Farmers for Action have welcomed the ‘no border’ pledge from Prime Minister Theresa May following yesterday’s ‘breakthrough’ Brexit deal.
In the early hours of Friday morning the Prime Minister struck a last minute deal with the EU in a bid to move Brexit talks on to the next phase.
The announcement came after Theresa May and David Davis made an early-hours journey to Brussels to meet with European Commission President Jean-Claude Juncker and the European Union’s chief Brexit negotiator Michel Barnier.
She said there will be no “hard border” with Ireland and EU citizens in the UK, and UK citizens in the EU, will see their rights protected.
The European Commission president hailed it as a “breakthrough” and said he was confident EU leaders will approve it.
The Steering Committee of Farmers For Action (FFA) UK NI has welcomed the deal struck in Brussels, which will allow the UK and the EU27 move on to the second phase of the Brexit negotiations.
A spokesperson said:“FFA in Northern Ireland would have wished to stay in the EU, in the hope of having the flaws in Brussels reformed.
“However, the position which UK-based businesses found themselves in, including Northern Ireland’s farming and food sectors, up to yesterday, was eating away at the very soul of their existences with uncertainty.
“Whilst FFA’s second preferred option was to stay in the Customs’ Union and the Single Market regulatory alignment, Theresa May’s statement that there will be no borders, north, south, east or west, will be a good third option.

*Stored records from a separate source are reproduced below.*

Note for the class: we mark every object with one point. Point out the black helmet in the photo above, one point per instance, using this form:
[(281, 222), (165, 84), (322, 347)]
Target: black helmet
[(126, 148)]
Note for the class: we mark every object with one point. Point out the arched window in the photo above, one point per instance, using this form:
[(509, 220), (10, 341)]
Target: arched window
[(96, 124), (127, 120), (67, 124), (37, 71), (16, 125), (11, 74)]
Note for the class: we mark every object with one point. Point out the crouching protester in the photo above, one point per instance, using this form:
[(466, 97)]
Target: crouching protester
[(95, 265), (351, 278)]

“Meanwhile, we expect to see Northern Ireland’s politicians stepping up to the plate and getting back into Stormont immediately as there is work to be done. This includes legislation on farm gate prices.”
Deputy president of the Ulster farmers’ Union, Ivor Ferguson said the deal is the start of a long negotiation on the crucial issue of trade between the UK and the EU-27 after Brexit.

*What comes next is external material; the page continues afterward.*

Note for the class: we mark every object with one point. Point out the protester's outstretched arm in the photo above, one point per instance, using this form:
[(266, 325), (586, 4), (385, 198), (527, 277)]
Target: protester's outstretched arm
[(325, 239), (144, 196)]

He added: “The UFU will fully engage in those discussions, where possible, on behalf of the farming families it represents. We are glad the deal protects our free trade into the rest of the UK, which is our biggest and most profitable market. We warned that anything that would threaten that would be unacceptable.
“We are committed to free trade on the island of Ireland, and believe the negotiation opens the road for that to be secured. We are also now more hopeful that a practical deal will be reached to allow us to retain access the EU-27 market – a deal also in the interests of all those in the rest of the EU that supply the UK market with food. This is the start of a process, but it does hold promise,” said Mr Ferguson.